When I accepted the call to serve as Senior Pastor at Faith in York, Neb., I assumed that Adult Bible Class would be a walk in the park. I was coming from a 2,000+ member congregation in a large city. As Associate Pastor at St. Peter’s, I helped to oversee and execute a weekly Wednesday evening Bible study that brought in 300-400 people a week. This was in addition to teaching the Adult Information Class for new members and administrating the youth confirmation program. It did not take long to discover that rural and small town ministry has its own unique blessings and challenges! Over two years later, we are seeing 40–60 adults every Sunday morning for the pastor-led Bible class, in addition to strong attendance at many small groups that meet throughout the week. But it was not always this way. Here are some things I learned in my first two years at Faith.

Get the Lay of the Land

Every church is different, and it is im­portant to understand where the congre­gation has been and where they would like to go. The first large-scale study we undertook at Faith brought new faces into the Adult Bible class, but it was also met with resistance. I might have avoided some heartache as the new pastor if I had been more patient.

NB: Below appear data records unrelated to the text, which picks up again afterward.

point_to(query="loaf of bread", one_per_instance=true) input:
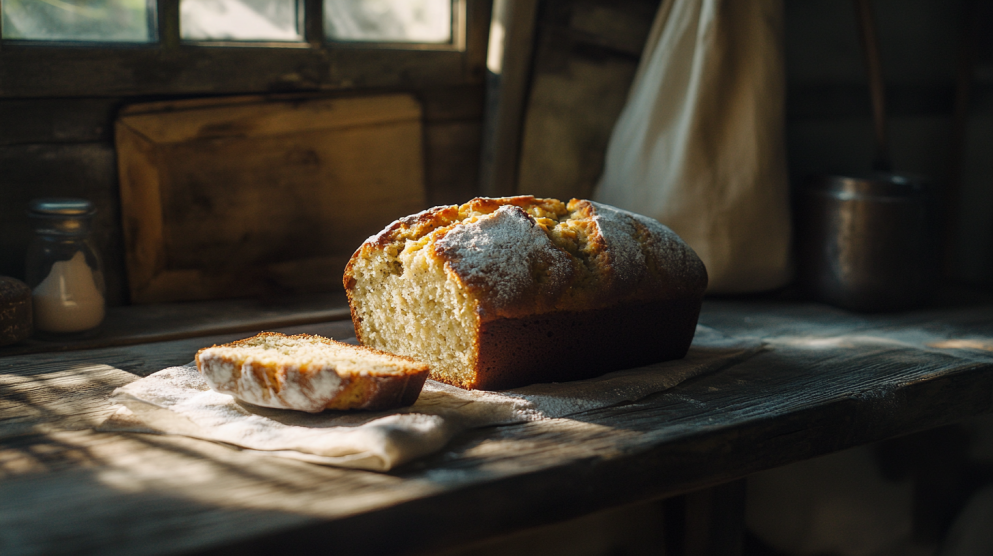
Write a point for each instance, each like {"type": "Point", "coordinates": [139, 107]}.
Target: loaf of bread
{"type": "Point", "coordinates": [499, 293]}
{"type": "Point", "coordinates": [310, 373]}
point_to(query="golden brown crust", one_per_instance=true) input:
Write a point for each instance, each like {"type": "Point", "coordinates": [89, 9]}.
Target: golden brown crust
{"type": "Point", "coordinates": [371, 389]}
{"type": "Point", "coordinates": [563, 346]}
{"type": "Point", "coordinates": [601, 289]}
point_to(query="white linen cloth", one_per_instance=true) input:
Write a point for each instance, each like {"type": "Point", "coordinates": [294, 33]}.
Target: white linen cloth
{"type": "Point", "coordinates": [700, 145]}
{"type": "Point", "coordinates": [177, 400]}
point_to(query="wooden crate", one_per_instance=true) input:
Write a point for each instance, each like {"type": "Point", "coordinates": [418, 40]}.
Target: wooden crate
{"type": "Point", "coordinates": [244, 196]}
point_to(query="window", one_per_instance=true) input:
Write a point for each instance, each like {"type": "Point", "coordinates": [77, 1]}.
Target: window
{"type": "Point", "coordinates": [189, 47]}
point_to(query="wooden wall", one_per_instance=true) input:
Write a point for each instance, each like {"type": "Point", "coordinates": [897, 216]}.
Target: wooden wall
{"type": "Point", "coordinates": [58, 105]}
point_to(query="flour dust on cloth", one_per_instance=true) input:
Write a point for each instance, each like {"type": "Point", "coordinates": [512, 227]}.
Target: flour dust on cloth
{"type": "Point", "coordinates": [178, 401]}
{"type": "Point", "coordinates": [700, 145]}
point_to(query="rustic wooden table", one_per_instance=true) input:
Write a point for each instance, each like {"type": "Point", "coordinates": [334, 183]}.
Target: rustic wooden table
{"type": "Point", "coordinates": [829, 380]}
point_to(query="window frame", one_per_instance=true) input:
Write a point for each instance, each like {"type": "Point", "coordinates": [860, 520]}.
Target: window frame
{"type": "Point", "coordinates": [171, 66]}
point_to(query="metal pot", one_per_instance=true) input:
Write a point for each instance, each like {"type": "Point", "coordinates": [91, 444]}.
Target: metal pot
{"type": "Point", "coordinates": [867, 243]}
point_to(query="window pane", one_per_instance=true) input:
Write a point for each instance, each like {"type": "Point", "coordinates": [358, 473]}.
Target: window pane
{"type": "Point", "coordinates": [77, 20]}
{"type": "Point", "coordinates": [240, 20]}
{"type": "Point", "coordinates": [419, 21]}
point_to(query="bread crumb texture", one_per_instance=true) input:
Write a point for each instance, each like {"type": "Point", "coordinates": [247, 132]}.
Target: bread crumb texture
{"type": "Point", "coordinates": [309, 373]}
{"type": "Point", "coordinates": [423, 286]}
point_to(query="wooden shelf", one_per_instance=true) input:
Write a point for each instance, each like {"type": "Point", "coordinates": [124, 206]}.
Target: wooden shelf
{"type": "Point", "coordinates": [172, 321]}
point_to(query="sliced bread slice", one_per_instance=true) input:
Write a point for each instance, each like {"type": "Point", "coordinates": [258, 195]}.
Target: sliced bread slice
{"type": "Point", "coordinates": [311, 373]}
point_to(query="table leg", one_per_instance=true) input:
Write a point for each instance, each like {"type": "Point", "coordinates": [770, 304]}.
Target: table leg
{"type": "Point", "coordinates": [707, 522]}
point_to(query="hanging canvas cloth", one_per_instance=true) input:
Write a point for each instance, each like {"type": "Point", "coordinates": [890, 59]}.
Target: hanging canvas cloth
{"type": "Point", "coordinates": [700, 144]}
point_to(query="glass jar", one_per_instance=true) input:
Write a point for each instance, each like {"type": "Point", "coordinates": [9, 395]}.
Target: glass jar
{"type": "Point", "coordinates": [63, 269]}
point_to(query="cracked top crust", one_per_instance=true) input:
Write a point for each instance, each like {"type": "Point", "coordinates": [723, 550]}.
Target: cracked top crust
{"type": "Point", "coordinates": [524, 255]}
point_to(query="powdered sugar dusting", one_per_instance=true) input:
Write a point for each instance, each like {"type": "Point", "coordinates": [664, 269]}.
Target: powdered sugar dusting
{"type": "Point", "coordinates": [498, 253]}
{"type": "Point", "coordinates": [664, 246]}
{"type": "Point", "coordinates": [619, 233]}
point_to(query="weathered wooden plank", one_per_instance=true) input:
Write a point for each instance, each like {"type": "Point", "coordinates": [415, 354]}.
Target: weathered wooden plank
{"type": "Point", "coordinates": [83, 120]}
{"type": "Point", "coordinates": [795, 401]}
{"type": "Point", "coordinates": [239, 197]}
{"type": "Point", "coordinates": [41, 71]}
{"type": "Point", "coordinates": [69, 389]}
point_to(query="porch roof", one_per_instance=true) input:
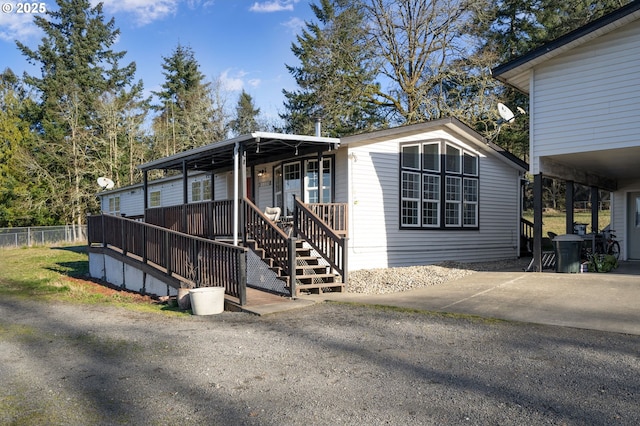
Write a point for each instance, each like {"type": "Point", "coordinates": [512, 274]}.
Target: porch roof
{"type": "Point", "coordinates": [260, 147]}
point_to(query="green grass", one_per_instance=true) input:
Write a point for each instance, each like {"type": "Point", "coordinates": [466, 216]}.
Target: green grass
{"type": "Point", "coordinates": [554, 221]}
{"type": "Point", "coordinates": [60, 274]}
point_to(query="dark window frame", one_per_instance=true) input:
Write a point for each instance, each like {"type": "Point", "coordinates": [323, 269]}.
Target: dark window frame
{"type": "Point", "coordinates": [450, 213]}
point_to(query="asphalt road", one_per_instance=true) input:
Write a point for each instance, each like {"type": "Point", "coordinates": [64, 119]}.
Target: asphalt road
{"type": "Point", "coordinates": [328, 364]}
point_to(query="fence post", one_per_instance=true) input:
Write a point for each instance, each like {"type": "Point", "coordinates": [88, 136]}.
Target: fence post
{"type": "Point", "coordinates": [123, 236]}
{"type": "Point", "coordinates": [167, 253]}
{"type": "Point", "coordinates": [292, 265]}
{"type": "Point", "coordinates": [345, 267]}
{"type": "Point", "coordinates": [242, 278]}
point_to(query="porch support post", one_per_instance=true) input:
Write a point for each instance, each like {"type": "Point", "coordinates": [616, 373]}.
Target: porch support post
{"type": "Point", "coordinates": [595, 205]}
{"type": "Point", "coordinates": [185, 196]}
{"type": "Point", "coordinates": [537, 222]}
{"type": "Point", "coordinates": [243, 193]}
{"type": "Point", "coordinates": [236, 160]}
{"type": "Point", "coordinates": [569, 206]}
{"type": "Point", "coordinates": [145, 192]}
{"type": "Point", "coordinates": [320, 178]}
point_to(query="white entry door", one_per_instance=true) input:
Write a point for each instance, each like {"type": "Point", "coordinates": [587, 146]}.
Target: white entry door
{"type": "Point", "coordinates": [633, 225]}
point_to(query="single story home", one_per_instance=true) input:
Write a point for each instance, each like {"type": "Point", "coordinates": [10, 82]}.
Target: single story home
{"type": "Point", "coordinates": [411, 195]}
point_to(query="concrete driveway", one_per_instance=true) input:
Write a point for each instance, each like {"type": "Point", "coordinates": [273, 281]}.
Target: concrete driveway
{"type": "Point", "coordinates": [606, 302]}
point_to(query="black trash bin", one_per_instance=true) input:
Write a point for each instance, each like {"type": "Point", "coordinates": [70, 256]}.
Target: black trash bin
{"type": "Point", "coordinates": [567, 248]}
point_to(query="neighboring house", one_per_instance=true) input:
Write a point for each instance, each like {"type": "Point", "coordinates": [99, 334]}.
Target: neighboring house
{"type": "Point", "coordinates": [414, 195]}
{"type": "Point", "coordinates": [584, 119]}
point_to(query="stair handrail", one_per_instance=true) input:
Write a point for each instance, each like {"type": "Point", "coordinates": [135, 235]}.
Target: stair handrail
{"type": "Point", "coordinates": [269, 237]}
{"type": "Point", "coordinates": [331, 246]}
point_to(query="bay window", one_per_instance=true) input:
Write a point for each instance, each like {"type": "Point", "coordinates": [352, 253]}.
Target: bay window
{"type": "Point", "coordinates": [439, 186]}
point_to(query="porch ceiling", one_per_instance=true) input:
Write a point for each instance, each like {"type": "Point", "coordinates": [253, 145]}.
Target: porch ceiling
{"type": "Point", "coordinates": [260, 147]}
{"type": "Point", "coordinates": [610, 165]}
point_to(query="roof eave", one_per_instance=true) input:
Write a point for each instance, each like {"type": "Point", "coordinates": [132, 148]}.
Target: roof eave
{"type": "Point", "coordinates": [507, 72]}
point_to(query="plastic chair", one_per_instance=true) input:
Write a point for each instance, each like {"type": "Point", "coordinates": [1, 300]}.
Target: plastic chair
{"type": "Point", "coordinates": [273, 213]}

Balance (διδάσκω) and (οἰκοδομή)

(διδάσκω) is a biblical Greek word for the kind of formal instruction at which Lutherans have historically been pretty adept. (οἰκοδομή) is the kind of teach­ing and learning we experience when we share life together. In 1 Thess. 5:11, Paul talks about “encouraging each other and building one another up.” This is an important function of the local con­gregation. At Faith, all the teachers are encouraged to know the material and to be able to share it compellingly, but we also understand that much of what brings adults into Bible class happens outside of Bible class!

Be Multigenerational

Early into my time at the first ministry I served, I discovered that adults will more likely attend a study if there is an option available for their kids at the same time. Also, just about everyone is more excited to study if there is food present! This has held truth at Faith, and we often try to make sure some kind of refreshment is available when we gather to study God’s Word together.

Be Intentional

Regardless of the generation you are attempting to reach, a congregation’s lead­ership must be intentional. I frequently mention the current Bible class topic in my preaching, and new faces are regularly encouraged to consider joining the discus­sion on Sunday mornings. We even man­aged, by God’s grace, to turn a potential Bible class destroyer into one of the most powerful evangelism tools at our disposal!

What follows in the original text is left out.